Como um número cada vez maior de mulheres muçulmanas na Europa, a estudante submeteu-se a uma himenoplastia, a reconstituição de seu hímen. "No momento, a virgindade é mais importante para mim do que a vida", disse, enquanto aguardava a cirurgia.
À medida que a população islâmica na Europa aumenta, muitas jovens muçulmanas se vêem presas entre as liberdades permitidas pela sociedade européia e as tradições de seus pais e avós. Segundo alguns ginecologistas, nos últimos anos cada vez mais muçulmanas vêm precisando fornecer certidões provando sua virgindade. Foi isso que criou a demanda, entre os cirurgiões plásticos, para as operações para a reconstituição do hímen.

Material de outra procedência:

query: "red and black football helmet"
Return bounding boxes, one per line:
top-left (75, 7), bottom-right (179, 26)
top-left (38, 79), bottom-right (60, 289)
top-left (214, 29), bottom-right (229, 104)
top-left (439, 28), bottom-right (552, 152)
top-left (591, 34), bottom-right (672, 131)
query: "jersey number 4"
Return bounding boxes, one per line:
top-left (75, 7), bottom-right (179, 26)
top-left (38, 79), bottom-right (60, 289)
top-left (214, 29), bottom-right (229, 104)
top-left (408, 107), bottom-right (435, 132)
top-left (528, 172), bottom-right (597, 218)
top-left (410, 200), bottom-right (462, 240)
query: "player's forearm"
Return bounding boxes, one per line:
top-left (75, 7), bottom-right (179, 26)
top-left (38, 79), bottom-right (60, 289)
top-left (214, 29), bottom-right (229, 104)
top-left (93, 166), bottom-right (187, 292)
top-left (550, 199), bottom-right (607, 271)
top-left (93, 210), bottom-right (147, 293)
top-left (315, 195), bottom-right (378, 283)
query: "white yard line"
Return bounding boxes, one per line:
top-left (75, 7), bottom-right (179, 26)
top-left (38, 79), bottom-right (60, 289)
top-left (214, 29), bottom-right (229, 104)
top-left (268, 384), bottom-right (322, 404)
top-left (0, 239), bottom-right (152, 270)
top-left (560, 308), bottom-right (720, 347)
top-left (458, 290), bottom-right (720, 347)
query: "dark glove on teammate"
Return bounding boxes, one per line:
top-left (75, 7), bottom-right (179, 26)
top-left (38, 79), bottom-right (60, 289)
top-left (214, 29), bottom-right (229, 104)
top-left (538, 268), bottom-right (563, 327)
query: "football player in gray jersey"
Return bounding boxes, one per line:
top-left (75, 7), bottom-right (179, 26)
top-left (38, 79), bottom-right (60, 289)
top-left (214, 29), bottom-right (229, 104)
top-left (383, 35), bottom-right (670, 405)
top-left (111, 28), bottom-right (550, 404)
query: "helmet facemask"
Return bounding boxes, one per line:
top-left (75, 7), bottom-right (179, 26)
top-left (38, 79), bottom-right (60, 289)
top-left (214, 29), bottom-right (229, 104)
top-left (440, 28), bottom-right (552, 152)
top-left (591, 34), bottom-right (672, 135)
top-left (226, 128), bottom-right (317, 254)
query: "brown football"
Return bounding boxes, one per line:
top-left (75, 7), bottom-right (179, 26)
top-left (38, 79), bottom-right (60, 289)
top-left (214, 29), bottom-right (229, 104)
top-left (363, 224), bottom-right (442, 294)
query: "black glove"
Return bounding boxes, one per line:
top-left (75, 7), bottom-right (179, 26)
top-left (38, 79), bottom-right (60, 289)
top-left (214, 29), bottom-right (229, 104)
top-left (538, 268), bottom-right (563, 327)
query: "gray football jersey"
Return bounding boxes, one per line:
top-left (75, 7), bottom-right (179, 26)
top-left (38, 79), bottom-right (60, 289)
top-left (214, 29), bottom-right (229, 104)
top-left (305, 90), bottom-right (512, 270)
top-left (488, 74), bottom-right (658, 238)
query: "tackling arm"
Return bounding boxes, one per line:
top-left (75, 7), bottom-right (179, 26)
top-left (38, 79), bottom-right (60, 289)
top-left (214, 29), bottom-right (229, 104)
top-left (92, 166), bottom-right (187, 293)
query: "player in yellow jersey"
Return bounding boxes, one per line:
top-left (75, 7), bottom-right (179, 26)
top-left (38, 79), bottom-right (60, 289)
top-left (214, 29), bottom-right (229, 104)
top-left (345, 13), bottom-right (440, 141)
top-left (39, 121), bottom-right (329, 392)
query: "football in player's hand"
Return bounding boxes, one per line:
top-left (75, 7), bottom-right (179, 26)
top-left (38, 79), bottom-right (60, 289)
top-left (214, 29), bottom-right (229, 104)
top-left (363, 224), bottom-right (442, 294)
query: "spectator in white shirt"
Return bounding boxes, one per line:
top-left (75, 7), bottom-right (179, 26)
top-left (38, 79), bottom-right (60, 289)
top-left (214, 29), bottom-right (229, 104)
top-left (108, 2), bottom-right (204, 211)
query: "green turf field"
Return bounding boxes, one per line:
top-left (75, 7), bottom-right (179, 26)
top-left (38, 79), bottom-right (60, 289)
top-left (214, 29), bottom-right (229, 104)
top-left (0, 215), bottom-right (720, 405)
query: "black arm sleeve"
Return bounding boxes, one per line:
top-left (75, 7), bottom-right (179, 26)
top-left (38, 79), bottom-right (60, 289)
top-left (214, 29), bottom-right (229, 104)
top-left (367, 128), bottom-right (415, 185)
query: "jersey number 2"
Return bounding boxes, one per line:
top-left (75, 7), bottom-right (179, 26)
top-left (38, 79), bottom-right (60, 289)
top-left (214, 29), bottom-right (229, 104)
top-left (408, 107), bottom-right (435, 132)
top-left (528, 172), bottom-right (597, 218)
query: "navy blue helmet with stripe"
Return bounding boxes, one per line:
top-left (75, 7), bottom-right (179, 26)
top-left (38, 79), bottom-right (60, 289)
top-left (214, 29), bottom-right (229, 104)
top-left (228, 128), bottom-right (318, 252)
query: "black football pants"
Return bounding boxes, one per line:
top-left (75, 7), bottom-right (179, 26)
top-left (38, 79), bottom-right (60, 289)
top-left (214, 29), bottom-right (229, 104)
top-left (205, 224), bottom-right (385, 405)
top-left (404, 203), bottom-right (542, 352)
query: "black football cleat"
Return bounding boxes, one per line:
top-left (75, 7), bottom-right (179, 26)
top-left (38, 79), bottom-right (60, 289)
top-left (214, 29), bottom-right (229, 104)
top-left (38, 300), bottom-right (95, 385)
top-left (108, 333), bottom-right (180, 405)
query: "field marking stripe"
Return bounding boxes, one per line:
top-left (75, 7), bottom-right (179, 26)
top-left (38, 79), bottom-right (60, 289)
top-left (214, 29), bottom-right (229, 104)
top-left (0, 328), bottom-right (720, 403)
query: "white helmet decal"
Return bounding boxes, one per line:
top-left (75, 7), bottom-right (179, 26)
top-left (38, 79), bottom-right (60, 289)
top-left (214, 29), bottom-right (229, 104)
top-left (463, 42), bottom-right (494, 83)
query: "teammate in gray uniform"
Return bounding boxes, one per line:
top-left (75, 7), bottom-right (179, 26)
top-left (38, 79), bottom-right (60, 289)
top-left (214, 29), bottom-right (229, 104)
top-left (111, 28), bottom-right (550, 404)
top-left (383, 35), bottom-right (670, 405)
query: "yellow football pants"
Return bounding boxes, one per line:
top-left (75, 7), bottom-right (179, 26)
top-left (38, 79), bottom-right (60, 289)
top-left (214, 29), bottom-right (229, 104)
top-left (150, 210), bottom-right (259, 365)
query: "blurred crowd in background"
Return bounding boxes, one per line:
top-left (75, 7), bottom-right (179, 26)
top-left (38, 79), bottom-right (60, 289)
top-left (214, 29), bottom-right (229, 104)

Quando o procedimento é realizado corretamente, na noite de núpcias produz-se o sangramento vaginal que faz o marido acreditar que a noiva é virgem. O serviço é amplamente anunciado na internet. "Se você é muçulmana, mas cresce nas sociedades abertas da Europa, pode acabar fazendo sexo antes do casamento", diz Hicham Mouallem, médico que faz essa operação em Londres. "Se pretende se casar com um muçulmano sem ter problemas, tentará recuperar sua virgindade."
Não há estatísticas confiáveis sobre a himenoplastia, porque o procedimento geralmente é realizado em clínicas particulares e não é coberto por planos de saúde. Mas vem se falando tanto sobre tal cirurgia que ela foi tema de um filme lançado na Itália esta semana. A comédia Os Corações das Mulheres (na tradução livre) narra a história de uma marroquina que vive na Itália e viaja até Casablanca para fazer a operação.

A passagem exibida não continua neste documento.